I was recently rejected from two shows which I really wanted to do. They are both good exposure for me, but as fate or the jury panel would have it, I did not make it in. Over the past few years I have learned to face the rejection letter/phone call with honor. Art is subjective; what one person loves, the next one can hate. So I chalked it up to "the universe/God knowing that perhaps I will not be able to pull these shows off, or else there is something better down the pike" and I put them in the file of rejection letters, remembering that Beatrix Potter and others were rejected for their work/book ideas.
I did have two pieces at WAAM and the opening was last night. I forced myself to go as the weather was uninspiring, and I had just come from a visit to my mom in the nursing home for her birthday.

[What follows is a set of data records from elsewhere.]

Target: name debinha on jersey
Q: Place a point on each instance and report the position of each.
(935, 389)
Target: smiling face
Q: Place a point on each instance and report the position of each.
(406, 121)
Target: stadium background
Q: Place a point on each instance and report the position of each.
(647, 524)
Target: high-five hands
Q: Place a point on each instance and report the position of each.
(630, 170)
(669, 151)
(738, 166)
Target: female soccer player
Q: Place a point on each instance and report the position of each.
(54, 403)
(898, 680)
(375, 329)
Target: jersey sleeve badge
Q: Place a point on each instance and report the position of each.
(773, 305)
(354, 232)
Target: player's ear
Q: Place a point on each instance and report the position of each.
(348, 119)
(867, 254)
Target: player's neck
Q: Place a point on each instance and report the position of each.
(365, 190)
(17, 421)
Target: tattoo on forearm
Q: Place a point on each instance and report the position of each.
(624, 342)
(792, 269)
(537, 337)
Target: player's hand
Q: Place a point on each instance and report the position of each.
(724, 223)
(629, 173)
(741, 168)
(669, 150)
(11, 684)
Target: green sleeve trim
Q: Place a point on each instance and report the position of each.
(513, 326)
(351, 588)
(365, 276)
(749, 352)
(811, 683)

I found her ill, and though she was glad to see me, her grayness and inability to eat disturbed me. Other family issues are going on, and I really was not in the mood to meet and greet. But I promised a friend that I would bring her, so I mustered up bravado to head out into the world.
I was not however, in the mood for the group of men salaciously checking out the women there, some of whom also showed up at the CPW opening. They I avoided, greeting and kissing only Jerry, my friend's boyfriend, and spending time talking to one of my ex students, who at 30 is a dashing, debonairre man who does something mysterious in the gold/silver stock business and drives a Jaguar.
I like to see my art in these shows..how it is hung, how it looks, and yes, how it compares to the other art in there. I just hope it holds its own most of the time. And it was good that I went, as I was approached for a few art opportunities, one for a show on "Art by Art Teachers", the other a friend who owns a few shops in town who is interested in my Nursery Crime series of hand made cards, and the last, an enthusiastic artist who fell in love with my abstract piece and said if I were intereseted, she would love to trade a piece of her art for it. Though I am not ready to part with it, I was honored by the comment.
Afterwards a light dinner at Cucina, the site of the old Deanie's, a place where I sipped on many martinis in the pre child era of my life. I had a blood orange cosmo, and Karin and I shared a lovely tuna salad, as well as a thin crust pizza with cheeses topped with prosciutto and arugula.
I drove home smiling, feeling inspired and hopeful, and having faith in the events of my life as they unfold...realizing that disappointments are somehow balanced out, and in the end, I can truely say "and it was all good".
Patti O Faithful
Sunday, June 06, 2010
Summer seems early this year, as for a month I have been eating greens out of the garden and already some are bolting - I am on my second sprouting of arugula plants. The wild roses have come and gone and today's wind and rain sent the remaining petals to the ground. The day lilies are blooming - something that usually happens in early July. I have a golden tan from sleeveless gardening and riding in the EOS. Spring has been glorious here.
Stay tuned for more consistent blogging now that the pressures of school are slowly fading away for a while. Blogs this week will feature the work of two local artists who are showing/have studios in Kingston, and my trip to Foxmor Farms.
There will be much art, garden, and food chat, and whatever other stories seem fit to print here.
Tonight's photo was taken of Alanna last summer in the garden by Larry. His darkroom is now up and running, the sink being fixed and a new ventillation system installed by our hero man Tom. This photo represents the epitome of summer; time spent with children/grandchildren, and play and creative time in the little paradise in my own back yard. I understand why Monet did not have to travel far to be inspired.